11:20 About RAII and puting locks as members of classes/structs. Don't do it. Never put locks in the classes as members. Never make such objects copyable. Double locking or recursive locking in general is a bad idea. Mutexes that implement recursive locking are inherently less performance, and trying to use them is just a sign of bad desing in the first place. I did wrote a lot of multithreaded code and there is never a need for using recursive locking. If you need one, that means your design of locking and APIs are bad.
Can someone explain how implementing a friend swap will encourage the compiler to invoke that swap that Arthur tries to explain at 24:50? I wasn't really able to wrap my head around it!
My guess is, to make the user able to use std::swap(v1, v2) for instance, without having to call swap on a class instance (e.g. v1.swap(v2) which can be used inside the Vec class because it had a member function swap as well ).
I guess the STL doesn't use by-value assignment because it would require the implementation to use copy-and-swap which would be an unnecessary restriction in the standard.
@Steve Thibault This isn't it, I don't think. If you store a polymorphic base class T in a std::vector you already get slicing, regardless of whether the assignment operator is by-value or not. The reason they don't do it is just for efficiency.
Why doesn't his assignment operator check if its the same object and return? STL vector does this. His answer about nested references made no sense to me.
I think his point was that a self-assignment check doesn't necessarily guarantee nothing bad will happen. His recursive example shows how that can happen. Therefore, since a self-assignment check can't guarantee nothing bad will happen, it's not required. That's of course in the general case. If it makes sense for something special to happen during self assignment in your class, then implement it as necessary. Eg vector to vector assignment shouldn't destroy the owned data.

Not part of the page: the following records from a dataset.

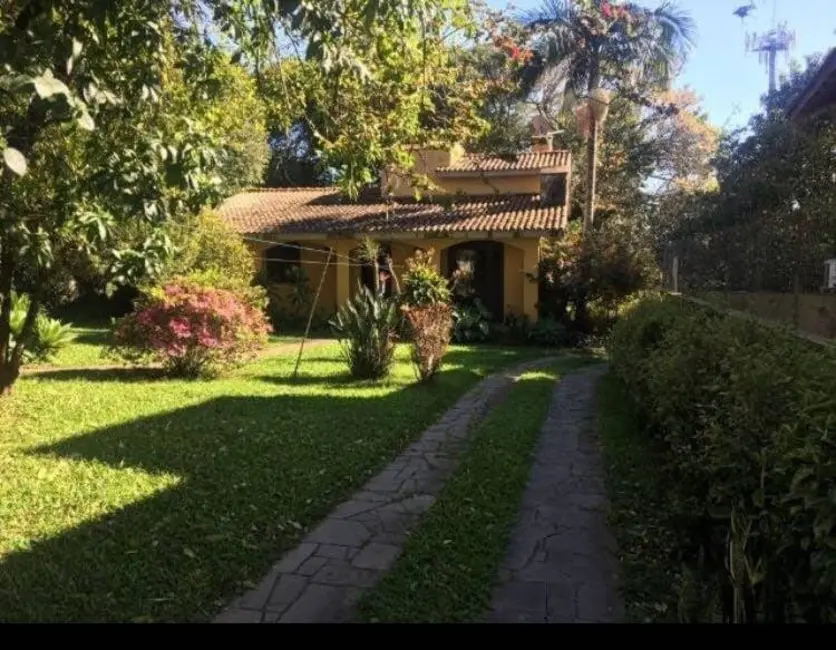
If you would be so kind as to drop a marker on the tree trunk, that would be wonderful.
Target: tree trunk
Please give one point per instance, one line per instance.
(6, 274)
(591, 175)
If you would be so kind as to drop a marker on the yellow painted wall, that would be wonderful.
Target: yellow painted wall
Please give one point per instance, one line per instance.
(521, 256)
(514, 278)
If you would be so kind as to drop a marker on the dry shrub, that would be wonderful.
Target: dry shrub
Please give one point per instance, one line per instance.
(431, 327)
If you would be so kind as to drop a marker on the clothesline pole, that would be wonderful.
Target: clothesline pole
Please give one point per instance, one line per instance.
(310, 316)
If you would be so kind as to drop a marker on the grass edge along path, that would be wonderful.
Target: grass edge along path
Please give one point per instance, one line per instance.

I was thinking exactly the same thing, had to read through all the comments to see if someone already mentioned this. And here it is, the last comment 😃
This seems like a lot of friction just to code, I think I prefer C-style coding, I mean automatic construction destruction is cool because it occurs automatically, the problem is that a lot of bugs are going to be "invisible" at plain sight just like he shows at the beginning. I rather being explicit
It's not invisible to a C++ programmer because we see exactly how it should work. As he mentioned it also covers more cases with more safety than C-style, like exceptions. It also means you write the pattern once in the class, and the user can't mess it up. Most C++ programs barely if at all need to actually think about allocation and freeing because of how good RAII works
RAII is a great idea, but it only underscores for me how much I hate OOP. Lazy software design that is paid for in a different place, and with a different type of effort.
Well it can certainly mask performance issues, but things like locking is much easier with RAII. Locks are annoying, especially if you want to use exceptions.